Leg of mutton sleeve
Figure 16: Leg of mutton sleeve

Sleeves without armscye:
The upper parts of any garment like jackets, blouse, coats, and shirts can be attached to the sleeve in a variety of ways. The basic sleeve pattern can be used as a base to develop numerous designs by making small modifications in their special characteristics or by changing their style. These sleeve-bodice combinations are categorized as follows:

a) Kimono designs: The sleeve merges well with the top of the garment and is developed by combining the sleeve length with the bodice or top (Figure 3).

b) Raglan designs: When compared to the above design in raglan design the sleeve combines with the armhole and the shoulder area of the garment. This design can be imparted in any garments especially bodice, dress, blouse, jacket, or coat. In order to improve comfort to the wearer, the armhole is lowered at varying depths.

Raglan sleeve
Figure 17: Raglan sleeve

c) Drop shoulder designs: Only a part of the sleeve cap combines with the garment. It doesn’t if the garment is stitched without the lower sleeve.

Drop shoulder designs
Figure 18: Drop shoulder designs

d) Deep-cut armhole: The entire portion of the armhole combines with the sleeve.

Deep-cut armhole
Figure 19: Deep-cut armhole

e) Dolman sleeve: This sleeve is most preferred when a high arm lift is required. Here the sleeve is designed with a deep armhole. It is lowered under the seams with exaggerated folds under the arms.

Dolman sleeve
Figure 20: Dolman sleeve

Sleeve Construction Process:
A few sleeves, such as the dolman, are cut as part of the garment, but most sleeves, including set-in and raglan, are made separately and then inserted into the armhole. Whichever type of sleeve is being inserted, always place it to the armhole and not the armhole to the sleeve—in other words, always work with the sleeve facing you.

Procedure for construction of sleeves is given below:

  1. Grain line: The straight grain of the fabric acts as the center of the sleeve along its entire length.
  2. Biceps level: It is the widest portion of the sleeve, which distinguishes the cap from the lower sleeve.
  3. Sleeve cap: It is the portion above the biceps line and is curved.
  4. Cap height: This is the distance between the biceps to the top along the grain line.
  5. Cap ease: It ranges from 1¼″ to 1½″ depending on size.
  6. Elbow level: It is exactly located at the joining point of the arm and the elbow dart.
  7. Wrist level: It is the place where the hand enters the sleeve.
  8. Notches: The presence of notches eases the attachment of the sleeve to the garment and also helps in the identification of the front and back portion of the sleeve. The front sleeve is identified by the presence of a single notch, and two notches mark the back sleeve. Gathers originate from the notches and also end at the notches.

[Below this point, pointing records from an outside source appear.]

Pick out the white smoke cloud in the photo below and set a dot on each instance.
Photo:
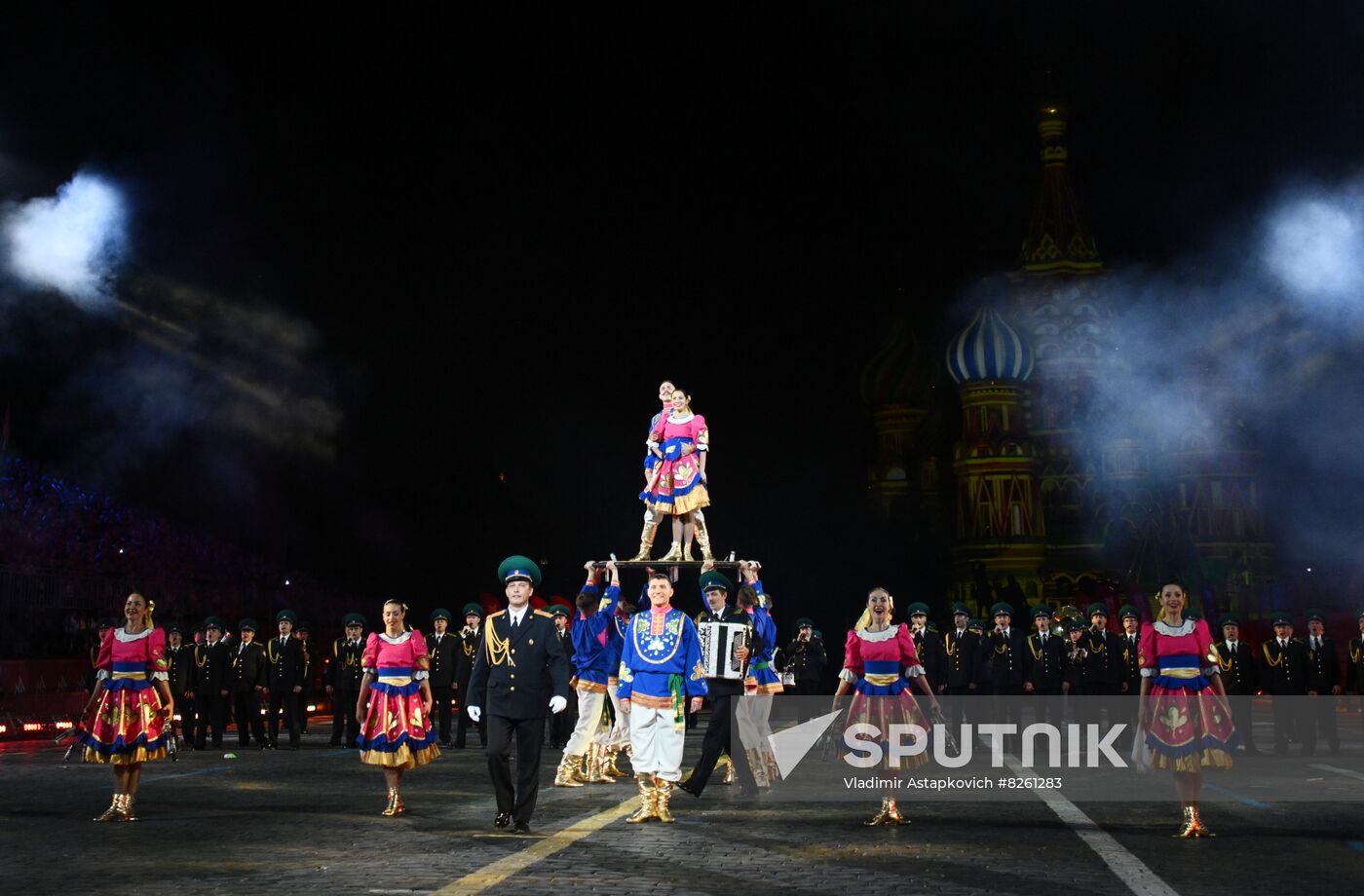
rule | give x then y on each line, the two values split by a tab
72	242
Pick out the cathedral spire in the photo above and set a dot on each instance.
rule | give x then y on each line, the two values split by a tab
1056	241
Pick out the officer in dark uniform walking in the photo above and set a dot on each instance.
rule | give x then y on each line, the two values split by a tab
1354	671
1323	687
303	634
518	674
1236	664
723	691
928	646
807	661
208	685
1004	651
1282	674
246	681
1042	666
962	653
470	636
443	653
177	673
344	681
285	678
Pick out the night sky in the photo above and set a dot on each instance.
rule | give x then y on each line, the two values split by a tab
505	232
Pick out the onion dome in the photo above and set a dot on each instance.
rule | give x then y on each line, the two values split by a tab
900	372
988	350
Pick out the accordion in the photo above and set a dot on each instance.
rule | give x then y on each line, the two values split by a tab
719	641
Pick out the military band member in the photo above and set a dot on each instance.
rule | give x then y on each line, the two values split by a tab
1236	663
208	685
590	656
1004	651
962	653
344	681
1042	664
443	650
929	646
561	725
177	668
518	671
1354	671
468	650
246	681
1282	674
285	678
1323	687
723	693
661	667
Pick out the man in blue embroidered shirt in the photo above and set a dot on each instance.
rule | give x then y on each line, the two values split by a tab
661	667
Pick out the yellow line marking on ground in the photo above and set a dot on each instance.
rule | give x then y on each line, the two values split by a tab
497	872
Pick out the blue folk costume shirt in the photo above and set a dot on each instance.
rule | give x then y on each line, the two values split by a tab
592	656
661	664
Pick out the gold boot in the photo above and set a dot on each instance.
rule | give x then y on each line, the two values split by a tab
757	766
647	541
662	796
702	535
645	809
1199	831
611	768
880	818
113	811
596	773
569	772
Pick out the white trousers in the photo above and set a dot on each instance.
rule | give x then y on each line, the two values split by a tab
657	742
617	735
589	716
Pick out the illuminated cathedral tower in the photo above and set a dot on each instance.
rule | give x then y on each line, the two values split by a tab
1000	532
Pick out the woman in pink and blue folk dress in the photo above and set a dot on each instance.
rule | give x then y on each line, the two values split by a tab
879	661
396	732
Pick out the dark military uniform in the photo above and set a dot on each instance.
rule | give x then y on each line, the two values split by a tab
722	694
208	681
177	670
962	659
514	675
464	668
1282	674
1323	677
246	681
1042	667
442	650
345	675
285	673
1236	666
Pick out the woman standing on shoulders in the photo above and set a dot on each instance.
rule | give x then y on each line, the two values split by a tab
133	704
1184	709
879	660
396	732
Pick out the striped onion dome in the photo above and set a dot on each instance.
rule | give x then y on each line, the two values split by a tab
986	350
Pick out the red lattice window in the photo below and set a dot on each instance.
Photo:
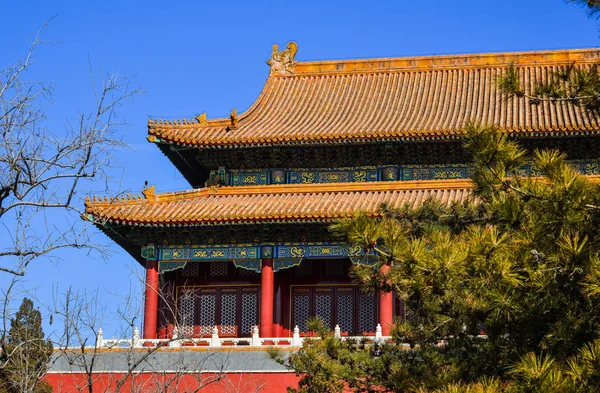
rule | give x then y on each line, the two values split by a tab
233	310
345	306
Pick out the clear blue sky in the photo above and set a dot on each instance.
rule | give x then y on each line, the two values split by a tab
196	56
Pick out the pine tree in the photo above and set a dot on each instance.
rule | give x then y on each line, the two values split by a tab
502	293
25	353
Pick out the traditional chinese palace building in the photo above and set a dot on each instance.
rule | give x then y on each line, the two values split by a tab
248	244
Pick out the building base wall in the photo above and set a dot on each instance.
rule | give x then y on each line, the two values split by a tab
170	382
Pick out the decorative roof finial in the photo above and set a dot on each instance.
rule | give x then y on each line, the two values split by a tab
201	119
234	119
283	62
148	191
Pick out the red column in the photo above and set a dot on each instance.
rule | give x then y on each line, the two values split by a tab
266	298
385	308
151	304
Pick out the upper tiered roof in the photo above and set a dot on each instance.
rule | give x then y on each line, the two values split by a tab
283	203
428	97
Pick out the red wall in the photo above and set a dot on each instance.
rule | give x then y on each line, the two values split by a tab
167	383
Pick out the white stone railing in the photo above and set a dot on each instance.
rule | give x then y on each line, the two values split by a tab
215	341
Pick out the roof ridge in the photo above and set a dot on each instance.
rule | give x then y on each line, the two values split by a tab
283	65
313	188
454	61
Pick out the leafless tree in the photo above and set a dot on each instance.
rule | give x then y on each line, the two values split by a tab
43	172
46	172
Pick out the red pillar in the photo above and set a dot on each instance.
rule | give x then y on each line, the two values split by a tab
151	304
385	308
266	298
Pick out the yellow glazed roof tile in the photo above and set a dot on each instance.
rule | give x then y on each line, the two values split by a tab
413	97
273	203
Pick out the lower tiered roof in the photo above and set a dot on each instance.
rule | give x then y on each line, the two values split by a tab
273	203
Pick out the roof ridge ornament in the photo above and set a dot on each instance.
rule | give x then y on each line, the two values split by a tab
148	192
233	118
283	62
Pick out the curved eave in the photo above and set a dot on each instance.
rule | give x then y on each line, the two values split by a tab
456	136
400	99
271	204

Sleeves come in all shapes and lengths, and form an important part of the design of a garment. Just as with other portions of a garment, sleeves have many variations: short, long, blousy, tailored, full, cuffed, hemmed, or several of these elements combined. Sleeve should always hang properly from the end of the wearer’s shoulder, without wrinkles. The lower end of the sleeve is normally finished by means of a cuff or a facing. Various types of sleeves are used for various purposes in garments.